Spasmodici trucchi di radianza

Feste, luci e ombre

Silvia Veroli

English abstract

Da ottobre a dicembre si festeggia per scongiurare la paura del buio crescente, il congedo dalla nostra stella e il terrore che non torni più. Dal solstizio di inverno all’equinozio di primavera si festeggia per fare il tifo alla luce che giorno dopo giorno si fa largo.

Sono tristi, infinitamente tristi le sere d’autunno avanzato. Sono colorate di rosa e di malva, sfumate di grigio. Tristi da stringerti il cuore. In cielo volute larghe, vistose di nuvole segnano il commiato dal sole […] e insieme un senso di rimpianto, di nostalgia per ciò che non abbiamo mai conosciuto […] il tempo del desiderio impotente, la stagione al di là della rassegnazione, sconsolata. In America per autunno usano la parola caduta.

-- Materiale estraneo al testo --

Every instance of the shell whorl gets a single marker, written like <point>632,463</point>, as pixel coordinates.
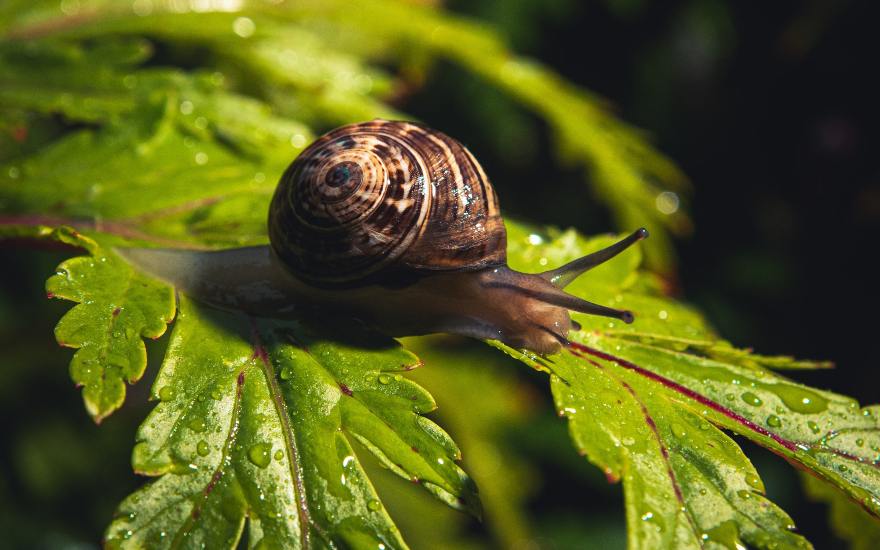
<point>384,199</point>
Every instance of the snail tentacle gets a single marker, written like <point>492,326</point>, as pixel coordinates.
<point>396,225</point>
<point>563,276</point>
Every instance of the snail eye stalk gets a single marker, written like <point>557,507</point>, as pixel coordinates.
<point>563,276</point>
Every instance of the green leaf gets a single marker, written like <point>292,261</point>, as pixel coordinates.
<point>460,373</point>
<point>117,308</point>
<point>264,420</point>
<point>646,407</point>
<point>287,53</point>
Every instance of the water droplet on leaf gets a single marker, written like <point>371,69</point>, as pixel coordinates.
<point>751,399</point>
<point>260,455</point>
<point>202,448</point>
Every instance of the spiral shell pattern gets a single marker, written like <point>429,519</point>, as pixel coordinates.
<point>375,201</point>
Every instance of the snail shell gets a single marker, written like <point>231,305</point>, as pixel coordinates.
<point>396,225</point>
<point>384,201</point>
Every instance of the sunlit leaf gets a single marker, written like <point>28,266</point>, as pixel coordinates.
<point>646,407</point>
<point>260,420</point>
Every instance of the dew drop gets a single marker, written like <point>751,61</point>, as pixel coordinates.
<point>751,399</point>
<point>679,431</point>
<point>800,400</point>
<point>754,482</point>
<point>260,454</point>
<point>244,27</point>
<point>202,448</point>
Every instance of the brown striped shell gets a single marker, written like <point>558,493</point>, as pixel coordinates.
<point>383,202</point>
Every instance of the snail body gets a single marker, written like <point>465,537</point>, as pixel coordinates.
<point>394,224</point>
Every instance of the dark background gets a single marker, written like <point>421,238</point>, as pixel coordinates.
<point>771,110</point>
<point>769,107</point>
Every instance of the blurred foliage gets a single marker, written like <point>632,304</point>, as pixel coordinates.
<point>320,63</point>
<point>167,122</point>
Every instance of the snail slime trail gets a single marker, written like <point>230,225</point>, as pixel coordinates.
<point>397,225</point>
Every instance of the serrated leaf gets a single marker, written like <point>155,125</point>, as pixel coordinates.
<point>264,420</point>
<point>334,85</point>
<point>481,401</point>
<point>117,308</point>
<point>644,407</point>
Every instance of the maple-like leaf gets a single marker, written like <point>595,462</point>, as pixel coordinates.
<point>645,403</point>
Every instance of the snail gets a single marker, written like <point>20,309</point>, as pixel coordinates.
<point>397,225</point>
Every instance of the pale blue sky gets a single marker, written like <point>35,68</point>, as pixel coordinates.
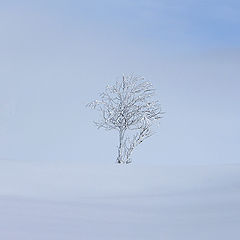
<point>57,55</point>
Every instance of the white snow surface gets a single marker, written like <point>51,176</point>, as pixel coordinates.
<point>71,201</point>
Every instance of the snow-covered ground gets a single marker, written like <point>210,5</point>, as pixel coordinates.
<point>69,201</point>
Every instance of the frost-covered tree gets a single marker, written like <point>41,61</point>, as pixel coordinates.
<point>128,107</point>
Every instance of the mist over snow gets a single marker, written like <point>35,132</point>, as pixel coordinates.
<point>87,201</point>
<point>58,176</point>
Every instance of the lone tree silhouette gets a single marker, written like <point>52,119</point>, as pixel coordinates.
<point>128,107</point>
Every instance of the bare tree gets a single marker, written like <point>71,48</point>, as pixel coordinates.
<point>128,107</point>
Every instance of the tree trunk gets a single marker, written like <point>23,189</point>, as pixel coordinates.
<point>120,158</point>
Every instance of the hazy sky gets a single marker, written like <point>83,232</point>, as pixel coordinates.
<point>56,56</point>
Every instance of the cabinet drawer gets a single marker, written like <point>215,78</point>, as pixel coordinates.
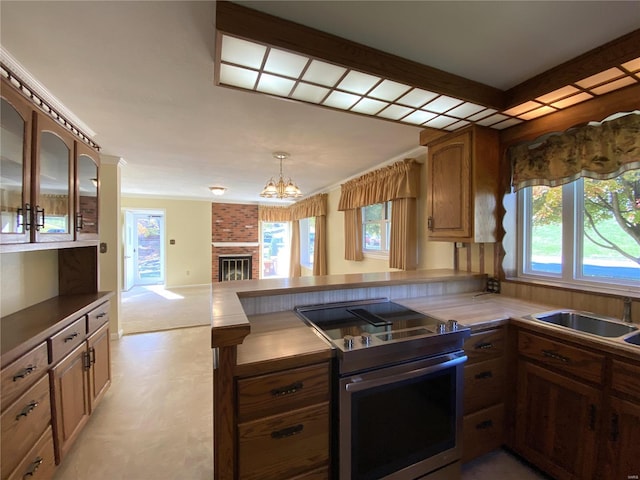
<point>484,345</point>
<point>97,317</point>
<point>39,463</point>
<point>625,378</point>
<point>482,432</point>
<point>67,339</point>
<point>21,374</point>
<point>483,384</point>
<point>284,445</point>
<point>283,391</point>
<point>23,423</point>
<point>575,361</point>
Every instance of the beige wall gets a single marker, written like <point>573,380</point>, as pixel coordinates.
<point>188,222</point>
<point>431,255</point>
<point>27,278</point>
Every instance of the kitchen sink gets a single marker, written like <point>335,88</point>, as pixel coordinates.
<point>634,339</point>
<point>588,323</point>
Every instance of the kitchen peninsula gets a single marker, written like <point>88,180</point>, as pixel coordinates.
<point>272,378</point>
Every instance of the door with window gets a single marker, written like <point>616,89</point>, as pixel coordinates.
<point>144,248</point>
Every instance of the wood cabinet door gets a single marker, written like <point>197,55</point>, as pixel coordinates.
<point>556,422</point>
<point>100,371</point>
<point>15,165</point>
<point>622,429</point>
<point>448,191</point>
<point>70,397</point>
<point>53,181</point>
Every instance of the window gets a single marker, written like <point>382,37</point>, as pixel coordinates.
<point>275,249</point>
<point>307,240</point>
<point>587,231</point>
<point>376,227</point>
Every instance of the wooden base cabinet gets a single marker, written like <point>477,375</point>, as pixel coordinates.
<point>78,382</point>
<point>484,381</point>
<point>557,421</point>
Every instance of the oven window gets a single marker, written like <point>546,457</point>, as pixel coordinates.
<point>399,424</point>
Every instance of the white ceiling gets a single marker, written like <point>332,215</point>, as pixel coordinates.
<point>140,75</point>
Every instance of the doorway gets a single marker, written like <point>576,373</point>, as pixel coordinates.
<point>144,256</point>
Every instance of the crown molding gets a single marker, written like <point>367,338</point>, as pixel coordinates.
<point>20,71</point>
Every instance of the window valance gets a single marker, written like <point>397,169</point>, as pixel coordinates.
<point>315,206</point>
<point>273,214</point>
<point>599,151</point>
<point>399,180</point>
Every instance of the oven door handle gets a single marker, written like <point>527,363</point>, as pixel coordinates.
<point>358,383</point>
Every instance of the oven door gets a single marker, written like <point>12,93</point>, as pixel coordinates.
<point>401,422</point>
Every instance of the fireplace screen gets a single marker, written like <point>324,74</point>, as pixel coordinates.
<point>234,268</point>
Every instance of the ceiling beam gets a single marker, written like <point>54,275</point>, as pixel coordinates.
<point>236,20</point>
<point>611,54</point>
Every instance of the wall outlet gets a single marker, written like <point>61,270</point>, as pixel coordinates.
<point>493,285</point>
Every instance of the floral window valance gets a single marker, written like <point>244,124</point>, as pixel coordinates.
<point>601,151</point>
<point>399,180</point>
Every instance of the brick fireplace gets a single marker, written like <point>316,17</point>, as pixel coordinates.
<point>234,232</point>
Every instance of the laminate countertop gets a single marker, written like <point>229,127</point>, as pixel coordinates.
<point>282,340</point>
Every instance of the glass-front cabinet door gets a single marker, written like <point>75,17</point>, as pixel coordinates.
<point>53,210</point>
<point>87,185</point>
<point>15,167</point>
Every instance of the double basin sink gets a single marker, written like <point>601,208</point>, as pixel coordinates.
<point>590,323</point>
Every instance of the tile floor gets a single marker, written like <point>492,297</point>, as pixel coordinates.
<point>155,422</point>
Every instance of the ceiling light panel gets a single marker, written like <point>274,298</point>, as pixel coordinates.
<point>601,77</point>
<point>419,117</point>
<point>323,73</point>
<point>395,112</point>
<point>465,110</point>
<point>572,100</point>
<point>285,63</point>
<point>341,100</point>
<point>356,82</point>
<point>275,85</point>
<point>610,87</point>
<point>369,106</point>
<point>389,90</point>
<point>310,93</point>
<point>241,52</point>
<point>238,77</point>
<point>417,98</point>
<point>442,104</point>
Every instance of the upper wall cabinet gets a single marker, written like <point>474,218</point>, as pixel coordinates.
<point>87,184</point>
<point>53,186</point>
<point>462,187</point>
<point>15,167</point>
<point>49,179</point>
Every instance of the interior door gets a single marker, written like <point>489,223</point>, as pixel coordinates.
<point>129,250</point>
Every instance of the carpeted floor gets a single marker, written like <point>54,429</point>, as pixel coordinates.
<point>153,308</point>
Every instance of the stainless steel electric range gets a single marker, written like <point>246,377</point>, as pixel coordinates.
<point>397,390</point>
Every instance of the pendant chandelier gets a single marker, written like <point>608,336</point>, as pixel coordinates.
<point>282,188</point>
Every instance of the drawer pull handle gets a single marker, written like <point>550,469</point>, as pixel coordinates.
<point>287,389</point>
<point>556,356</point>
<point>33,467</point>
<point>484,425</point>
<point>28,409</point>
<point>614,428</point>
<point>71,337</point>
<point>287,432</point>
<point>24,372</point>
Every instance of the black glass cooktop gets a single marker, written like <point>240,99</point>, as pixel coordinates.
<point>336,321</point>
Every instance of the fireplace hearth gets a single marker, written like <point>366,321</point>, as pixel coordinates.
<point>234,267</point>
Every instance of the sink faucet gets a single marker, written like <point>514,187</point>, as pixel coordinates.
<point>626,311</point>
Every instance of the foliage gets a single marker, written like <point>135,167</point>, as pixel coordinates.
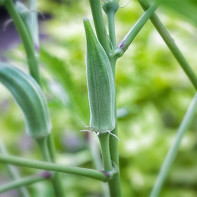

Questo è l’incipit di Venere Nera di Angela Carter, scrittrice inglese di alta fantasia e senso pratico. “Buone feste!” Diciamo in Italia. E non lo diciamo per quelle di Pasqua o del passaggio a novembre: le feste per antonomasia sono quelle di Natale. E per definizione sono quelle cui si accompagna un sentimento di nostalgia, rimpianto. SpleenSpleen: da greco splen, milza organo il cui umore nero, secondo la medicina ippocratica, causava l’ipocondria. Alle nostre feste di fine d’anno (o “fine danno” come ha sottolineato da par suo Alessandro Bergonzoni nel discorso in piazza Maggiore a Bologna il 31 dicembre del 2022) si associa, e non per via dei Re Magi, un senso di magone. Magone: “accoramento, pianto”, deriva dal longobardo mago, cioè “stomaco, gozzo” ed è imparentata col tedesco moderno Magen, con lo stesso significato.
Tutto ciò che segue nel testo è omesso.